Dielectric Characterization of Flexible Biofibers as a Potential Antenna Substrate for Wearable Antenna Application

• Published in: ICoCET 2024 - 2024 IEEE 1st International Conference on Communication Engineering and Emerging Technologies
• Main Author: Mohamad Sazali N.N.; Bakar A.A.; Abu Bakar N.H.; Ibrahim A.; Mozi A.M.; Radzali R.; Abd Rahim A.F.; Faudzi N.M.

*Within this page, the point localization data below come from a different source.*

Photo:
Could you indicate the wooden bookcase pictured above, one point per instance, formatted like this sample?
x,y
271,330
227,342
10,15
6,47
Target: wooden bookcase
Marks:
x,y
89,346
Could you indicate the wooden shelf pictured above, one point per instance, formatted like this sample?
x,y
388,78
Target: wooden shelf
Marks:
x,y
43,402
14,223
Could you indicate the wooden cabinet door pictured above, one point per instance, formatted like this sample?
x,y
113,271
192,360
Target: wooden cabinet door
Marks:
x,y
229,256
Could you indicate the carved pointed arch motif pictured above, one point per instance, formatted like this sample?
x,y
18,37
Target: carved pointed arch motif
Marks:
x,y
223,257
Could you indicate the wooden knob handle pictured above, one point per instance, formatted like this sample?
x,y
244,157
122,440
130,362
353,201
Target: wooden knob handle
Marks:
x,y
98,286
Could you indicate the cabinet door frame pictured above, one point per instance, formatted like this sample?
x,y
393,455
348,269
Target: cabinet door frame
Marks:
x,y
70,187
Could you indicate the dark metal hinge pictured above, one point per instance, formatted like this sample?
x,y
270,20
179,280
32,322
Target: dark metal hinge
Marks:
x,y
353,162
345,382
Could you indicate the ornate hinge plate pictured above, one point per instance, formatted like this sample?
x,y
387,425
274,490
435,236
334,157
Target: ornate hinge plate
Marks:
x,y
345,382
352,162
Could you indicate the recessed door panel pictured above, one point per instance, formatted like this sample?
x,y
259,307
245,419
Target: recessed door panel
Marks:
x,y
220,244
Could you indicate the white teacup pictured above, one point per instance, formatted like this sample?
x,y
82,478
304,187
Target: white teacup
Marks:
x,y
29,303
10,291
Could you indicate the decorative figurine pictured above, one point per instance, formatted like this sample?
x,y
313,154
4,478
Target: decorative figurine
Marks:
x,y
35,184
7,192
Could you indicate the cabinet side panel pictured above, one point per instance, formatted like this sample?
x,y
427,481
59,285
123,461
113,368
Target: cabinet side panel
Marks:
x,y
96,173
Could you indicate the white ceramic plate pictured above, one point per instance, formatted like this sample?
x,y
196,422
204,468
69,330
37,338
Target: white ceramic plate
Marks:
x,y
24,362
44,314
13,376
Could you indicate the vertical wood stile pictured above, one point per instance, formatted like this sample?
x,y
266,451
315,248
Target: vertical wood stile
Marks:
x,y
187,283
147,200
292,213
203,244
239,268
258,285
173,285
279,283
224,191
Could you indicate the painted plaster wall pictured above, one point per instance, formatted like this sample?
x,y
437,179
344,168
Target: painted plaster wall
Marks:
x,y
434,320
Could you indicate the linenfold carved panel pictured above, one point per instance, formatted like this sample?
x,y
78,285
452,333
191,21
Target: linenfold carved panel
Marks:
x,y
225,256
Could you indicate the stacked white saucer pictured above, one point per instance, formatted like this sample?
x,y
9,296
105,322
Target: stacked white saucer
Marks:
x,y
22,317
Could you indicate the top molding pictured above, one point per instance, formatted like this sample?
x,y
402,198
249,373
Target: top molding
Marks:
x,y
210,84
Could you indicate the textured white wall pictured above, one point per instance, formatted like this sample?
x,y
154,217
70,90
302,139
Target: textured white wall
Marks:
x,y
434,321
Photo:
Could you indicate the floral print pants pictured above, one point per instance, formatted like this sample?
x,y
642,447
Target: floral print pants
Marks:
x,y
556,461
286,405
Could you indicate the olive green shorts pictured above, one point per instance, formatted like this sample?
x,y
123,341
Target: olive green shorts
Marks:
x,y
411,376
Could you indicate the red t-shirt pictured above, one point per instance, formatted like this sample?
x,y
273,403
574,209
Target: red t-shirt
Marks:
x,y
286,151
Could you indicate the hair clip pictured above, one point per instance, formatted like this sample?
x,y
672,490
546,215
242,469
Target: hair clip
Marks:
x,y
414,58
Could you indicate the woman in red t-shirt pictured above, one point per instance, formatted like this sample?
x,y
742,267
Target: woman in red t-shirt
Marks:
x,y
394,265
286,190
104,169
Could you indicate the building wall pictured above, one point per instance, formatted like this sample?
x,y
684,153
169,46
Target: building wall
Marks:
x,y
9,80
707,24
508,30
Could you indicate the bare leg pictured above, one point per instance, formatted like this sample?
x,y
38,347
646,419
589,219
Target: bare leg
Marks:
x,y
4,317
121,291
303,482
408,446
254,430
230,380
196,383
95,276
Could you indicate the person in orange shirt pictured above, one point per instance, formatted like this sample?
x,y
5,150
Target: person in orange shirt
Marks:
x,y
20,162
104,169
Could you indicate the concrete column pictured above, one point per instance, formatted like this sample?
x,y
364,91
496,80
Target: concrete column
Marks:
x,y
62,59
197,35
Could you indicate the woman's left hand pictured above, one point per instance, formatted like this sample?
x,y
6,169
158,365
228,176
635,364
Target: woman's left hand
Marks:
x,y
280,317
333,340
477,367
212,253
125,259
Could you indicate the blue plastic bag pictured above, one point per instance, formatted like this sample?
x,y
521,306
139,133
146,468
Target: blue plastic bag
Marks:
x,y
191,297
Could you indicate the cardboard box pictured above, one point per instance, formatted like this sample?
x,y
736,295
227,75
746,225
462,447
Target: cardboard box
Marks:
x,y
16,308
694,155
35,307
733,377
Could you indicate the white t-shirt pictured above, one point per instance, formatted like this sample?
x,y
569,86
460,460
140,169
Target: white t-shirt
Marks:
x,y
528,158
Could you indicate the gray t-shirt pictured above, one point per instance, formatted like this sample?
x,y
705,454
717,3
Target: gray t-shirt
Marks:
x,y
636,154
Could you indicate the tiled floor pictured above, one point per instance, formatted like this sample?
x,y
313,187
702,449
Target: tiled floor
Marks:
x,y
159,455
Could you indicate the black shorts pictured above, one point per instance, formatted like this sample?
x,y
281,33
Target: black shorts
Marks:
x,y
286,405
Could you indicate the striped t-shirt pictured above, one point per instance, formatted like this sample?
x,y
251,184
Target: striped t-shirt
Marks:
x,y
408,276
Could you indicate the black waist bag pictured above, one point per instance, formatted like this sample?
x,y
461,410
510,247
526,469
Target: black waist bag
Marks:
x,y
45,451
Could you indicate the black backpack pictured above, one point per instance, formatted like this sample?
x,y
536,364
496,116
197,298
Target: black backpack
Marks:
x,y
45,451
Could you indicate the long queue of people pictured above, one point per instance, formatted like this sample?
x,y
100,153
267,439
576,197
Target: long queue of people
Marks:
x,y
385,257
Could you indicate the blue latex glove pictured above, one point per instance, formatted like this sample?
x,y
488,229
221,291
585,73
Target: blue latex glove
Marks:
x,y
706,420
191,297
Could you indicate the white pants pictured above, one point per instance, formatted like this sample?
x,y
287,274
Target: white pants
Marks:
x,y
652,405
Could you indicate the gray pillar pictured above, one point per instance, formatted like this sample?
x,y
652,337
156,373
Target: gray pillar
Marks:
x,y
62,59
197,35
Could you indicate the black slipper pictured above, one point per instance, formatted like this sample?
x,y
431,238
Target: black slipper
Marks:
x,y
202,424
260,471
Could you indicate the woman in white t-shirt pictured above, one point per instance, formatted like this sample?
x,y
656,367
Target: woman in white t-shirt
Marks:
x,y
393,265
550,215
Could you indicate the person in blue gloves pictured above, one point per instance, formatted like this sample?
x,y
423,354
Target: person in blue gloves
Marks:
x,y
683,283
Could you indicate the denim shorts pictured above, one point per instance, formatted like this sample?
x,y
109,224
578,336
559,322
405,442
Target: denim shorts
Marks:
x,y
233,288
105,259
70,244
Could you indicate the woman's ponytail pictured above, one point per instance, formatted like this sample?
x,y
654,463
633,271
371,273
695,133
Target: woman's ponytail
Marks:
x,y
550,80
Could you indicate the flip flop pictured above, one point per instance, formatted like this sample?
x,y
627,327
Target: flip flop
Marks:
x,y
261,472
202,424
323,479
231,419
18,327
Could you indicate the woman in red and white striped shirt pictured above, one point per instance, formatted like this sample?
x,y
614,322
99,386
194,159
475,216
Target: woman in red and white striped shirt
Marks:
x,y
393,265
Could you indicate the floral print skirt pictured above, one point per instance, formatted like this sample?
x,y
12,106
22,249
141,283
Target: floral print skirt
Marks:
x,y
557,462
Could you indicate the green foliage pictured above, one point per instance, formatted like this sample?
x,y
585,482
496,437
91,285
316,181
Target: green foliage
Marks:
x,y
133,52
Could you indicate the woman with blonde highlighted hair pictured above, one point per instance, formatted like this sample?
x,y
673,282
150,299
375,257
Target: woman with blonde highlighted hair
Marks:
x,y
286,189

• Format: Conference paper
• Language: English
• Published: Institute of Electrical and Electronics Engineers Inc. 2024
• Online Access: https://www.scopus.com/inward/record.uri?eid=2-s2.0-85209681133&doi=10.1109%2fICoCET63343.2024.10730337&partnerID=40&md5=dbe931f79c46f19911c6a71bc8b04b74

This paper presented the dielectric characterization of flexible biofibers, including pineapple leaves fiber, bamboo fiber, and jute fiber, as potential antenna substrates for wearable applications. The open-ended coaxial probe method was utilized with a vector network analyzer to measure the permittivity of the biofibers at 2.45 GHz. Microstrip patch antennas were then designed and fabricated using the biofibers as substrates and compared to a conventional Flame Retardant 4 (FR4) substrate. The results showed the biofibers have lower permittivity and loss tangent than FR4, leading to larger antenna sizes but lower radiation efficiency. Computer Simulation Technology (CST) microwave software simulated the antenna parameters like S11 and radiation pattern. The measured S11 results for the fabricated antennas showed they operate as single band antennas, dipping slightly below 2.45GHz. The biofiber antennas has also demonstrated good bending and conformability important for wearable uses. In conclusion, the biofibers are promising low-cost, eco-friendly, flexible substrate materials for wearable antennas, although further work is needed to optimize their properties. Their characterization provides valuable insights into developing future wearable antennas using sustainable natural fibers. © 2024 IEEE.